Identification of DEGs by the impact of miR-125b on breast cancer cells
To determine the mechanism of miRNA-125b on the transcriptome of human breast cancer cells, we analyzed the sorted cells with maximum and minimum miR-125b expression. A total of 48 genes were identified with the threshold of P< 0.05. The top ten of up-and-down-regulated genes by the impact of miR-125b on cancer cells are identified by the heatmap and volcano plot (Figure 1). The top DEGs were indicated in Table 1.

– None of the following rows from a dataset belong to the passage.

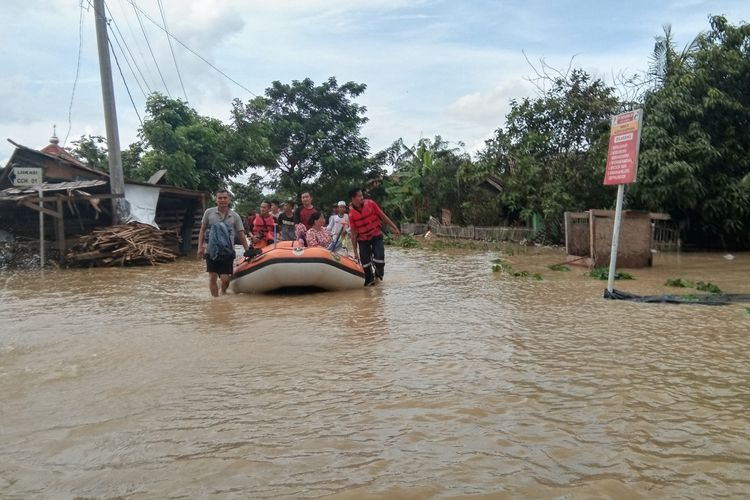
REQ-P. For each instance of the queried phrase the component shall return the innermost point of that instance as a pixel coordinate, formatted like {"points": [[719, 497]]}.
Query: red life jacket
{"points": [[264, 226], [366, 221]]}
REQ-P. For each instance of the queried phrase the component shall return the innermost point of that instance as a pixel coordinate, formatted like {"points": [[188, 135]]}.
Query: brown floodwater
{"points": [[446, 380]]}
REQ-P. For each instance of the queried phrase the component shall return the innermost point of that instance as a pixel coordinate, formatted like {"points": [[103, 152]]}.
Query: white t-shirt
{"points": [[334, 225]]}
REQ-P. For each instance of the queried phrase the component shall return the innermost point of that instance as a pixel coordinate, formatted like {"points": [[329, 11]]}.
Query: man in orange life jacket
{"points": [[365, 220]]}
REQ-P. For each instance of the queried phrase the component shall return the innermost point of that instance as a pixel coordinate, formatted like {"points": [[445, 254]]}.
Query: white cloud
{"points": [[488, 108], [431, 66]]}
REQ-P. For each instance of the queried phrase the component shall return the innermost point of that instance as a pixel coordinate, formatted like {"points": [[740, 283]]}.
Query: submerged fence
{"points": [[491, 233]]}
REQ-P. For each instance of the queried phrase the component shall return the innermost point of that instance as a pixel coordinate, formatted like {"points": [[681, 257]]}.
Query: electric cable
{"points": [[171, 48], [136, 9]]}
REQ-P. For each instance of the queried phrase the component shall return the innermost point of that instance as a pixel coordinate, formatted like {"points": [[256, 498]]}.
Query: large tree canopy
{"points": [[695, 148], [551, 153], [302, 133], [198, 152]]}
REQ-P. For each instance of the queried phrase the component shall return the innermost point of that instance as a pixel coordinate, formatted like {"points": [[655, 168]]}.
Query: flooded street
{"points": [[446, 380]]}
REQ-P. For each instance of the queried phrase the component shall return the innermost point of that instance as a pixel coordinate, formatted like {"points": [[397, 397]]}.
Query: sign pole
{"points": [[615, 238], [621, 169], [41, 226]]}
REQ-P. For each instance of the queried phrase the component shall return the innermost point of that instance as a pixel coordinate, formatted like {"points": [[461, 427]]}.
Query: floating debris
{"points": [[125, 244]]}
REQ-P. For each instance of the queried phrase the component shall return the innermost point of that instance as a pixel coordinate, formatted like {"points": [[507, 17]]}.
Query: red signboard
{"points": [[624, 141]]}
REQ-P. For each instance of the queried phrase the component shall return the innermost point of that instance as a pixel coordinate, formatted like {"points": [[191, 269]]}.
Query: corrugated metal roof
{"points": [[52, 186]]}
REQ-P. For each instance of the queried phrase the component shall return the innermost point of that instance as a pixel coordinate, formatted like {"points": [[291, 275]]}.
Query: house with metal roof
{"points": [[75, 199]]}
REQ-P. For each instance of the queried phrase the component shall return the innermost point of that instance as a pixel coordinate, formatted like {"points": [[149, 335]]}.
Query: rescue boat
{"points": [[285, 266]]}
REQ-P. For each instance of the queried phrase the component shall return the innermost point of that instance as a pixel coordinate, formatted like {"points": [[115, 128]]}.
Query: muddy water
{"points": [[447, 380]]}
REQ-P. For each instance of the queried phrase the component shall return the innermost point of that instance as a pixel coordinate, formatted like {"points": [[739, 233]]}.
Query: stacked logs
{"points": [[125, 244]]}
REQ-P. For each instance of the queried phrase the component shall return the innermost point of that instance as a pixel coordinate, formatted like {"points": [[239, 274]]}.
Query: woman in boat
{"points": [[317, 235]]}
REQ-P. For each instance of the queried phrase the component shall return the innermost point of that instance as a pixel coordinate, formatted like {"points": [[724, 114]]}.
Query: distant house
{"points": [[76, 199]]}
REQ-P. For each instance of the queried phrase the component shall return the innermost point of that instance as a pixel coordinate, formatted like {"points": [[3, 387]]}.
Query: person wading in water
{"points": [[221, 264], [365, 220]]}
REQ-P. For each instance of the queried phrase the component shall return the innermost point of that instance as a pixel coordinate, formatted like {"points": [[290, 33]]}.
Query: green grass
{"points": [[679, 283], [707, 287], [559, 267], [702, 286], [403, 241], [500, 266]]}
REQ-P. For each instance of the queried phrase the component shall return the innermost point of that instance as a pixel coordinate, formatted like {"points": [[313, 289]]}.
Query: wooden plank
{"points": [[60, 228], [47, 211]]}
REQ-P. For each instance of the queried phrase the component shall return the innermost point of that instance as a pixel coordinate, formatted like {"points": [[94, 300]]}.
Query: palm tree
{"points": [[666, 62]]}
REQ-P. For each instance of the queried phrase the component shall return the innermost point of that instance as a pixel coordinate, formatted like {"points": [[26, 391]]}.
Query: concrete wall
{"points": [[577, 234], [634, 249]]}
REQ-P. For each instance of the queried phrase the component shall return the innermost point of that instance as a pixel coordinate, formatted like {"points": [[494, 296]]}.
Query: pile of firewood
{"points": [[126, 244]]}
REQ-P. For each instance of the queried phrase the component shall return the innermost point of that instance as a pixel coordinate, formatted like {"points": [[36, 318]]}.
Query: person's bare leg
{"points": [[212, 284], [225, 283]]}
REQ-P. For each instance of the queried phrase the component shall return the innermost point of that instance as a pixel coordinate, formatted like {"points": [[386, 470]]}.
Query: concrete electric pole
{"points": [[116, 179]]}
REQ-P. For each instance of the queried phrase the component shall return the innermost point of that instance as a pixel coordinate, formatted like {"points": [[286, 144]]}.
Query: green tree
{"points": [[247, 196], [426, 177], [302, 133], [695, 146], [551, 153], [92, 150], [198, 152]]}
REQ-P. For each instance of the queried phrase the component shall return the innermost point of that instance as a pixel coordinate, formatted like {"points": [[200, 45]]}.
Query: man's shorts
{"points": [[222, 265]]}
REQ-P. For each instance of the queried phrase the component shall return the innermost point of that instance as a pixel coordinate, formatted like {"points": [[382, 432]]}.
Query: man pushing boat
{"points": [[219, 226], [365, 220]]}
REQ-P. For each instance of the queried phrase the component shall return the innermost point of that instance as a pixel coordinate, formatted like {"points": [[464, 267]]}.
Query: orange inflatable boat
{"points": [[283, 266]]}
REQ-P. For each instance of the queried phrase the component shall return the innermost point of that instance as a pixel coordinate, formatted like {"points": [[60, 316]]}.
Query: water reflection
{"points": [[445, 380]]}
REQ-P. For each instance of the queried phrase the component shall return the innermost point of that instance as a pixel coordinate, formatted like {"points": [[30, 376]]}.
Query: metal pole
{"points": [[41, 227], [116, 179], [615, 238]]}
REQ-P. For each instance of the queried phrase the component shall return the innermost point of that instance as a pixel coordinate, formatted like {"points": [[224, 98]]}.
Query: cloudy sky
{"points": [[445, 67]]}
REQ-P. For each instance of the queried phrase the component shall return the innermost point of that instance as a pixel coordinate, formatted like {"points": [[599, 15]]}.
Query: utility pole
{"points": [[116, 179]]}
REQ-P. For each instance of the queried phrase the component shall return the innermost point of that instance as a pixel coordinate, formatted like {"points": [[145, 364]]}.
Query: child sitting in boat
{"points": [[317, 235]]}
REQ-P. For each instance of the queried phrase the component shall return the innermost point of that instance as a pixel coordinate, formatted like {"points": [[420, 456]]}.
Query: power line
{"points": [[171, 48], [145, 14], [78, 71], [135, 63], [127, 61], [137, 46], [136, 9], [127, 89]]}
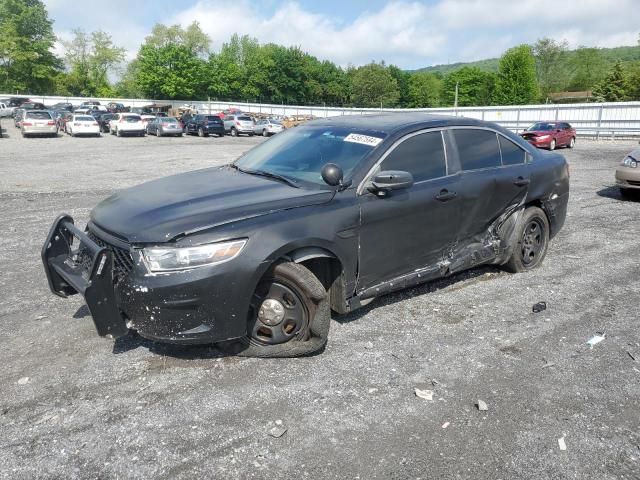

Enrichment analysis of DEGs by the impact of miR-125b on breast cancer cells
To further analyze the mechanism of miR-125b impacted cancer cells, we analyzed the KEGG and GO enrichment (Figure 2). The top ten KEGG items include “Pathways of neurodegeneration – multiple diseases”, “Oxidative phosphorylation”, “Protein processing in endoplasmic reticulum”, “Parkinson disease”, “Alzheimer disease”, “Non−alcoholic fatty liver disease”, “Diabetic cardiomyopathy”, “Chemical carcinogenesis−reactive oxygen species”, “Thermogenesis”, “Nucleocytoplasmic transport”. We then identified the top ten biological processes “Maintenance of location”, “Striated muscle tissue development”, “Maintenance of location in cell”, “Protein−containing complex localization”, “Ubiquitin−dependent ERAD pathway”, “Mitochondrial electron transport, ubiquinol to cytochrome c”, “Protein folding in endoplasmic reticulum”, “Lens morphogenesis in camera−type eye”, “Protein localization to endosome”, and “Regulation of protein sumoylation”. We also identified the top ten cellular components of GO including “Mitochondrial protein−containing complex”, “Inner mitochondrial membrane protein complex”, “Mitochondrial respirasome”, “Respiratory chain complex”, “Respirasome”, “Oxidoreductase complex”, “Mitochondrial respiratory chain complex III”, “Respiratory chain complex III”, “Endocytic vesicle lumen”, and “Endoplasmic reticulum quality control compartment”. We identified the top ten molecular functions of GO including “Transcription coregulator activity”, “Cadherin binding”, “Unfolded protein binding”, “Proton transmembrane transporter activity”, “Protein phosphatase binding”, “Transcription corepressor activity”, “Phosphatase binding”, “SMAD binding”, “Amyloid−beta binding”, and “Beta−catenin binding”.
PPI network construction
To further determine the relationship of the DEGs, we constructed the PPI network by String network and Cytoscape tool as described17-19. The combined score was set > 0.2 as a cutoff to construct the PPI network by using the 48 nodes and 32 edges. Table 2 showed the top ten molecules with the highest degree scores. The top two cluster modules were indicated in Figure 3. We further analyzed the DEGs and the PPI network by Reactome (Figure 4 and Supplemental Table S1). We also determined the top ten significant biological processes through Reactome map including “ATF6 (ATF6-alpha) activates chaperone genes”, “ATF6 (ATF6-alpha) activates chaperones”, “Respiratory electron transport, ATP synthesis by chemiosmotic coupling, and heat production by uncoupling proteins”, “Formation of ATP by chemiosmotic coupling”, “Response of EIF2AK1 (HRI) to heme deficiency”, “Cristae formation”, “The citric acid (TCA) cycle and respiratory electron transport”, “Unfolded Protein Response (UPR)”, and “Cellular responses to stress”.